The new threat can tailor its attack and learn new strategies with each machine infected.
By Steve Dent June 3, 2026 5:19 am EST
University of Toronto We've seen how AI can be used to find flaws in apps and websites, but researchers have now demonstrated how it could be weaponized to exploit those vulnerabilities. A team from the University of Toronto used publicly accessible AI models to power a prototype worm capable of exploiting any known computer flaw. Such worms could then spread through networks and cause chaos across the internet.
A typical worm is usually designed by skilled programmers to exploit specific network flaws and can be stopped by patching those flaws. However, the U of T scientists, working in a secure closed environment and taking extensive precautions, used open-weight (open-source) AI models to create a far more sophisticated prototype worm that spread through the team's test network with no human intervention.
This new type of worm tailors its attack to different types of flaws across multiple platforms, including Linux, Windows and IoT devices. It gathers data as it moves through the network, siphoning passwords and uncovering more vulnerabilities that will help it take over other machines. If an infection is discovered and patched on a computer, the worm can exploit other flaws to attack the same machine.

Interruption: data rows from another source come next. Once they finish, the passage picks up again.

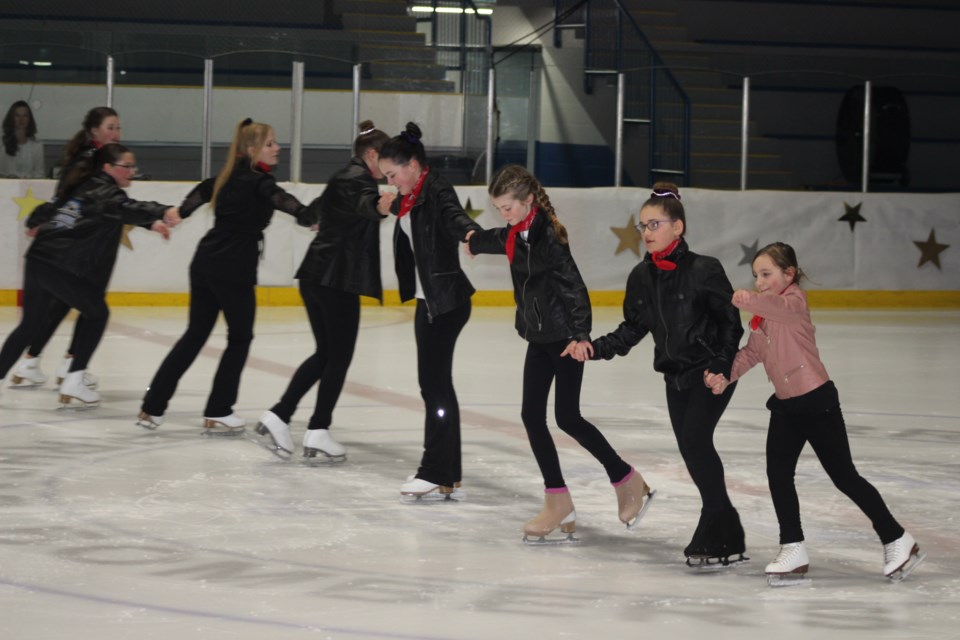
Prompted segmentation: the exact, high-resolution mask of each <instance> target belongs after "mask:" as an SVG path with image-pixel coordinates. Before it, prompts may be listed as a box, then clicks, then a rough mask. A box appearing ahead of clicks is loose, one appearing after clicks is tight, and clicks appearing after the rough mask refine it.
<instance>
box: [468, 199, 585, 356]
mask: <svg viewBox="0 0 960 640" xmlns="http://www.w3.org/2000/svg"><path fill="white" fill-rule="evenodd" d="M509 232H510V227H501V228H498V229H488V230H487V231H481V232H477V233H475V234H474V235H473V236H471V237H470V251H471V252H472V253H499V254H506V241H507V236H508V234H509ZM510 276H511V278H512V279H513V298H514V300H515V301H516V303H517V320H516V327H517V333H519V334H520V337H522V338H523V339H524V340H527V341H529V342H537V343H549V342H557V341H559V340H589V339H590V320H591V312H590V296H589V294H588V293H587V286H586V285H585V284H584V283H583V278H581V277H580V271H579V270H578V269H577V264H576V263H575V262H574V261H573V256H572V255H571V254H570V245H568V244H562V243H561V242H560V241H559V240H558V239H557V234H556V231H555V230H554V228H553V225H552V224H551V223H550V219H549V217H548V216H547V215H546V214H544V213H543V212H538V213H537V215H536V216H535V217H534V219H533V224H532V225H531V227H530V231H529V233H528V235H527V240H523V238H522V237H521V236H520V235H519V234H518V235H517V236H516V244H515V245H514V253H513V262H512V263H510Z"/></svg>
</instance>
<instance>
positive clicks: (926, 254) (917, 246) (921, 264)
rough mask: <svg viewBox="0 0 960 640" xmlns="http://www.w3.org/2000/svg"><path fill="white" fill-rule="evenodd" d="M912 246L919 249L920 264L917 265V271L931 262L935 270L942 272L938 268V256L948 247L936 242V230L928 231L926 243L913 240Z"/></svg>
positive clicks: (931, 229) (935, 229) (940, 269)
mask: <svg viewBox="0 0 960 640" xmlns="http://www.w3.org/2000/svg"><path fill="white" fill-rule="evenodd" d="M913 244H915V245H917V248H918V249H920V264H918V265H917V268H918V269H919V268H920V267H922V266H923V265H925V264H926V263H928V262H932V263H933V264H934V265H935V266H936V267H937V269H940V270H941V271H942V268H941V267H940V254H941V253H943V252H944V250H946V248H947V247H949V246H950V245H948V244H940V243H939V242H937V231H936V229H930V237H929V238H927V241H926V242H919V241H917V240H914V241H913Z"/></svg>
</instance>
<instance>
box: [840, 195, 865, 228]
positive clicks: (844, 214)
mask: <svg viewBox="0 0 960 640" xmlns="http://www.w3.org/2000/svg"><path fill="white" fill-rule="evenodd" d="M862 206H863V203H862V202H861V203H859V204H857V205H855V206H852V207H851V206H850V205H848V204H847V203H846V202H844V203H843V208H844V210H845V211H846V213H844V214H843V215H842V216H840V217H839V218H837V222H848V223H850V233H853V227H854V226H855V225H856V224H857V223H858V222H866V221H867V219H866V218H864V217H863V216H861V215H860V207H862Z"/></svg>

What's more, the worm "feeds" itself by siphoning processing power from infected machines to power its reasoning and strategy for future attacks. "Hackers have typically had to prioritize the most high-value targets because time and computing resources were limited," said the lead author, Nicolas Papernot. "But now, once a worm is launched, the cost would drop to nearly zero."
The idea of AI-powered cyber threats became very real recently with Anthropic's launch of Mythos, a model that can identify previously unknown cybersecurity risks. Anthropic has said that Mythos has already uncovered more than 10,000 flaws, boosting its partners' bug-finding rate by more than a factor of 10. Cloudflare, which helps protect companies from malicious attacks, found 2,000 such vulnerabilities, including 400 considered high or critical.
The prototype worm created by the researchers can only exploit known flaws and not find unknown ones like Mythos. However, it's easy to see how bad actors could adapt it to both find and exploit new vulnerabilities — which would make it nearly unstoppable if released into the wild. "In an interconnected world, no system is immune to this threat," Papernot said. "Sharing these findings is the first step in galvanizing researchers, industry leaders and policymakers to take action — and quickly."